Un aliado de Trump lanza una amplia investigación sobre los funcionarios que investigaron al presidente

Un aliado de Trump amplió una investigación dirigida a exfuncionarios que investigaron al presidente, lo que generó preocupaciones sobre una posible caza de brujas política.
Trump han ampliado una investigación sobre exfuncionarios del gobierno que investigaron al presidente, lo que genera temores de una caza de brujas política. Jason A. Reding Quiñones, el fiscal federal para el Distrito del Sur de Florida, está liderando la investigación ampliada, que algunos de los partidarios del presidente esperaban que descubriera una "gran conspiración" contra él.

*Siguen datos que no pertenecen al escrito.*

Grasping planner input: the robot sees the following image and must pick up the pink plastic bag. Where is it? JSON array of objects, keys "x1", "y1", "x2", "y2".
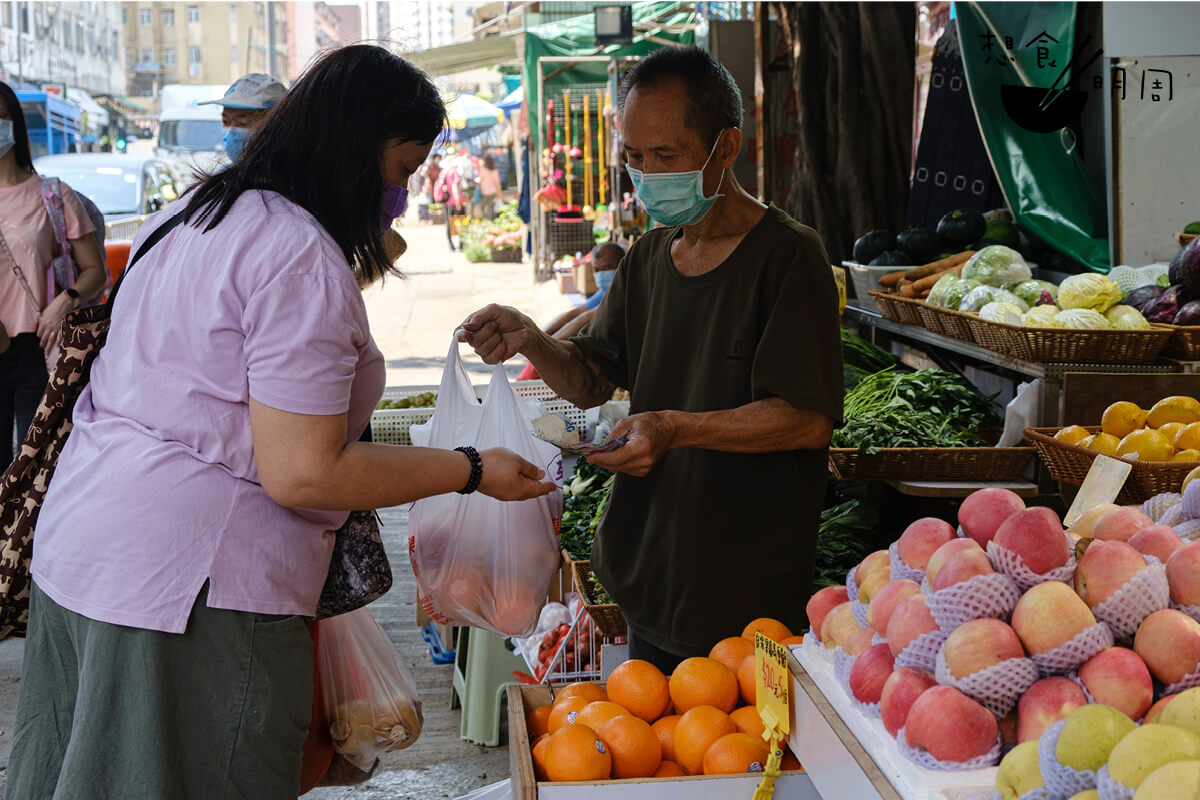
[
  {"x1": 408, "y1": 339, "x2": 563, "y2": 637},
  {"x1": 317, "y1": 608, "x2": 425, "y2": 772}
]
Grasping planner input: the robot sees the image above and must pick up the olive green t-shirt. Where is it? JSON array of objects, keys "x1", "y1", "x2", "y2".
[{"x1": 572, "y1": 205, "x2": 844, "y2": 656}]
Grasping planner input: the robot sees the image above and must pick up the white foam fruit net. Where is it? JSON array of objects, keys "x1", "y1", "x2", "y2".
[
  {"x1": 896, "y1": 728, "x2": 1001, "y2": 772},
  {"x1": 934, "y1": 652, "x2": 1038, "y2": 717},
  {"x1": 1096, "y1": 764, "x2": 1136, "y2": 800},
  {"x1": 925, "y1": 572, "x2": 1021, "y2": 633},
  {"x1": 1092, "y1": 557, "x2": 1171, "y2": 639},
  {"x1": 1038, "y1": 720, "x2": 1096, "y2": 798},
  {"x1": 1030, "y1": 622, "x2": 1114, "y2": 678},
  {"x1": 988, "y1": 534, "x2": 1075, "y2": 591},
  {"x1": 888, "y1": 541, "x2": 925, "y2": 583}
]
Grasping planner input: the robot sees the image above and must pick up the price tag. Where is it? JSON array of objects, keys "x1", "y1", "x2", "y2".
[{"x1": 1062, "y1": 455, "x2": 1133, "y2": 528}]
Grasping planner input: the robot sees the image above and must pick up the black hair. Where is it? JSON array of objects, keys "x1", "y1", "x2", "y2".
[
  {"x1": 185, "y1": 44, "x2": 446, "y2": 284},
  {"x1": 0, "y1": 80, "x2": 35, "y2": 173},
  {"x1": 618, "y1": 46, "x2": 743, "y2": 149}
]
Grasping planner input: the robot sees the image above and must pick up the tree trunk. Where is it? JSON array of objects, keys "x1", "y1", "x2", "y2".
[{"x1": 770, "y1": 2, "x2": 917, "y2": 264}]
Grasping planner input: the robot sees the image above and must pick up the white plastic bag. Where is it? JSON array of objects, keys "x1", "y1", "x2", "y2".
[
  {"x1": 317, "y1": 608, "x2": 425, "y2": 772},
  {"x1": 408, "y1": 339, "x2": 563, "y2": 637}
]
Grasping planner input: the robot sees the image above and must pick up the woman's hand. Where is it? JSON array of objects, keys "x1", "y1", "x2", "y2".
[{"x1": 479, "y1": 447, "x2": 558, "y2": 500}]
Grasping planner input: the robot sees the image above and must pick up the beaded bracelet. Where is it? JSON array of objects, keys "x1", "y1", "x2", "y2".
[{"x1": 455, "y1": 447, "x2": 484, "y2": 494}]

La investigación representa la escalada más reciente en los esfuerzos de la administración Trump para socavar y desacreditar las investigaciones sobre la conducta del presidente. Se produce cuando el Departamento de Justicia ya enfrenta críticas por parecer ceder a la presión política de la Casa Blanca.
Los críticos han acusado al equipo de Trump de tratar de distraer la atención del juicio político del presidente y otros escándalos atacando a quienes lo investigaron anteriormente. Muchos ven la investigación ampliada como un intento de desacreditar el trabajo de ex funcionarios e intimidar a los empleados del gobierno que deseen escudriñar las acciones de la administración.
"Esta es una politización peligrosa del Departamento de Justicia", dijo Barbara McQuade, ex fiscal federal. "Parece ser un intento de acosar e intimidar a funcionarios de carrera que simplemente estaban haciendo su trabajo".
La investigación se centra en una serie de exfuncionarios, incluido Andrew McCabe, el exdirector adjunto del FBI, y James Comey, el exdirector del FBI que fue despedido por Trump. También parece estar apuntando a Rod Rosenstein, el ex fiscal general adjunto que nombró a Robert Mueller para dirigir la investigación de Rusia.
Los críticos argumentan que la investigación es un intento políticamente motivado de socavar la credibilidad de quienes han examinado las acciones del presidente. Advierten que podría tener un efecto paralizador en los empleados del gobierno que pueden ser reacios a realizar investigaciones que podrían provocar la ira de la Casa Blanca.
La investigación ampliada es la última de una serie de acciones tomadas por la administración Trump para perseguir a quienes han investigado al presidente. Se produce tras el despido de múltiples inspectores generales y la degradación de funcionarios que han criticado la respuesta de la administración a la pandemia del coronavirus.
A medida que continúa la investigación, existe una creciente preocupación de que pueda erosionar aún más la independencia del Departamento de Justicia y socavar la confianza pública en la capacidad del gobierno para responsabilizar a los líderes.